Hizmet-i İmaniye Davası
Biz Allah’ın hoşnutluğunu elde etmeyi, O’nun yüce adını bayraklaştırmaya, muhtaç sinelere duyurmaya bağlamışız. Gönlümüzün ilhamlarını mayalayarak, çoğaltarak, bütün insanlığın gönlüne boşaltma peşinde koşuyoruz. Bunun yanı sıra, bütün ülkelerin silahlanma yarışına girdiği ve türlü türlü vahşetlerin sergilendiği bir dönemde, insanlığın diyaloğa, sevgiye, paylaşmaya ve uzlaşmaya ihtiyacı olduğunu düşünüyor, sulh ve selametini bunda görüyoruz. Bu yüzden de insanlığa insanca yaşama yollarını göstermeyi, Allah’a imanın bir gereği sayıyor ve kendimize vazife biliyoruz. Dünyayı bir cennet koridoru haline getirmenin yolunun, paylaşmadan ve uzlaşmadan geçtiğine inanıyoruz. Bu yüzden de bu duygu ve düşüncelerimizi bir nüve gibi herkese ulaştırmak istiyoruz. İnsanlık buna ne ölçüde sahip çıkar, bu fikirleri ne ölçüde inkişaf ettirir ve ne ölçüde uygulamaya sokar, bilemiyoruz. Bu, onlara kalmış bir meseledir, bizi alakadar etmez.
Son olarak şunu da belirtmek gerekir ki biz, başkalarıyla aramızda diyalog köprüleri kurmak suretiyle onlardan da alacağımız değerler olduğuna inanıyor ve kendimizi bundan mahrum bırakmak istemiyoruz.
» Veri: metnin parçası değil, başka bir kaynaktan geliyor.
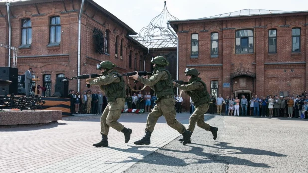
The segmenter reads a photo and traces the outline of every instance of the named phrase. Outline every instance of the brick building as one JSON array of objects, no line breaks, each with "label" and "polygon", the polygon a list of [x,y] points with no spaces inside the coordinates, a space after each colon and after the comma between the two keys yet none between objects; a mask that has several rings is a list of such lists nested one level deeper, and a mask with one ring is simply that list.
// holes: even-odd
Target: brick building
[{"label": "brick building", "polygon": [[307,90],[308,11],[245,9],[170,23],[179,38],[180,80],[186,68],[196,68],[208,91],[224,97]]},{"label": "brick building", "polygon": [[[33,77],[41,79],[38,84],[47,88],[45,96],[55,92],[57,78],[100,73],[96,64],[104,60],[117,64],[121,73],[150,70],[148,50],[129,37],[135,34],[91,0],[0,2],[0,43],[9,45],[11,37],[11,46],[18,48],[19,74],[32,67]],[[8,66],[9,50],[0,47],[0,66]],[[82,91],[85,85],[84,80],[70,80],[69,88]]]}]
Ne cimrilik yaparak sahip olduğumuz değerlerden ve müktesebattan başkalarının mahrum kalmasına gönlümüz razı olur ne de başka kültür ve medeniyetlerin sahip olduğu güzelliklerden mahrum kalmaya.
Bazı paranoyak ruhlar bunlara hiçbir zaman inanmayabilirler. Nitekim inanmıyorlar da. Ne yaparsak yapalım ikna olmayacak insanlar var. Cennet’e bir merdiven koysak ve onlar da kendi gözleriyle Cennet’i görseler yine de, “Acaba öbür tarafta görmediğimiz bir çukur var da, bunlar bizi oraya mı atmak istiyor!” diyerek yaptığınız işi kuşkuyla karşılayacak ve ucunda Cennet bile olsa sizin koyduğunuz merdivenden çıkmak istemeyeceklerdir. Bu tür mütemerrit insanlar hiçbir devirde eksik olmamıştır, bundan sonra da olmayacaktır. Ne düşmanların düşmanlığını, ne de hasetçilerin hasedini önlemeye gücünüz yetmeyecektir. Eğer yapılabiliyorsa, onların tesir alanları daraltılmaya çalışılmalı fakat onlara bakarak asla vazifeden dûr olmamalı.
***
Not: Bu yazı, 21 Kasım 2008 tarihinde yapılan sohbetten hazırlanmıştır.